Eso era lo que todos habían ignorado.

No estaban enfermos en todos lados.

Estaban peor dentro de ciertos espacios.

Tomé notas.

Temperatura.

Tiempo.

Habitaciones.

Horas.

Y entonces encontré algo.

Los niños tenían una pequeña sala de juegos donde pasaban la mayor parte de la tarde.

Pero esa habitación no compartía el mismo conducto de ventilación.

El aire llegaba desde otra zona.

La zona antigua de la casa.

A medianoche, bajé al sótano.

No porque quisiera hacerlo.

Porque necesitaba respuestas.

Encontré el panel principal de ventilación detrás de una pared falsa.

Y allí había algo que no debía estar.

Una caja metálica.

Nueva.

Con cables conectados.

No parecía parte del sistema original.

Escuché pasos.

Me giré.

Era Vincent.

—¿Qué está haciendo aquí?

No respondí inmediatamente.

Señalé la caja.

Su expresión cambió.

—Nunca había visto eso.

Me agaché.

Había una etiqueta pegada en un costado.

Fecha de instalación.

Dieciocho meses atrás.

Justo cuando los niños comenzaron a enfermar.

Vincent llamó inmediatamente a su jefe de seguridad.

Pero antes de que llegara, escuchamos un sonido.

Un clic.

Como si alguien hubiera abierto una puerta arriba.

Subimos rápidamente.

La casa estaba en silencio.

Demasiado silencio.

Cuando llegamos al segundo piso, vimos a alguien saliendo de la habitación de los niños.

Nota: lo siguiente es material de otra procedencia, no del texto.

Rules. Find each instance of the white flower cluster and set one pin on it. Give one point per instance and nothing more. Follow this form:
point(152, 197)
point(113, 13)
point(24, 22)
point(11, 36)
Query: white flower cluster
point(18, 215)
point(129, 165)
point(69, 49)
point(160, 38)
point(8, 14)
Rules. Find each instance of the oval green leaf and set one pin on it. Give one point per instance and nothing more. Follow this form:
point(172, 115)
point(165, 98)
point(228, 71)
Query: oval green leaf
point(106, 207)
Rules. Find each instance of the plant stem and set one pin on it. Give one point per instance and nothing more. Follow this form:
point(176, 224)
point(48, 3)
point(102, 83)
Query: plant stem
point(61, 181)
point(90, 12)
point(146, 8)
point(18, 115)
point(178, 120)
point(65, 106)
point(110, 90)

Una figura vestida de negro.

Vincent reaccionó primero.

—¡Alto!

La persona se detuvo.

Durante un segundo pensé que huiría.

Pero no lo hizo.

Se giró lentamente.

Era el doctor Harrison Blake.

El mismo hombre que se había burlado de mí esa mañana.

El mismo hombre que había dicho que no era una experta.

Vincent lo miró con incredulidad.

—¿Qué haces en la habitación de mis hijos a esta hora?

El médico no respondió.

Yo observé sus manos.

Tenía una pequeña llave metálica.

Y una tarjeta de acceso.

—Creo que esa es la pregunta equivocada —dije.

Todos me miraron.

Señalé la tarjeta.

—La pregunta correcta es por qué el médico de los niños tiene acceso al sistema privado de esta casa.

El rostro de Harrison perdió color.

—No sabes lo que estás diciendo.

—No.

Miré hacia la rejilla de ventilación.

—Pero ahora sé que alguien dentro de esta casa sí lo sabe.

Vincent se acercó.

—Doctor Blake.

Su voz era baja.

—Explíquese.

El médico apretó la mandíbula.

Durante unos segundos pensé que negaría todo.

Pero entonces dijo algo que ninguno de nosotros esperaba.

—Yo no estaba enfermando a sus hijos.

Silencio.

—Estaba intentando mantenerlos vivos.

Vincent quedó paralizado.

—¿Qué?

Harrison miró hacia las habitaciones de los niños.

—Porque alguien más llevaba dieciocho meses intentando hacer exactamente lo contrario.

Y entonces sacó un sobre de su bolsillo.

Lo dejó en la mano de Vincent.

—Su esposa no murió por accidente.

El mundo pareció detenerse.

Vincent abrió lentamente el sobre.

Dentro había fotografías.

Documentos.

Y una carta escrita cuatro años antes.

La letra era de Isabella.

Su esposa.

La mujer que todos creían muerta.

La primera línea decía:

“Vincent, si estás leyendo esto, significa que alguien finalmente descubrió la verdad sobre lo que pasó conmigo.”

Y debajo había una frase que hizo que Vincent dejara caer los papeles al suelo:

“Los niños no están enfermos por casualidad. Alguien en nuestra propia casa intentó destruirlos.”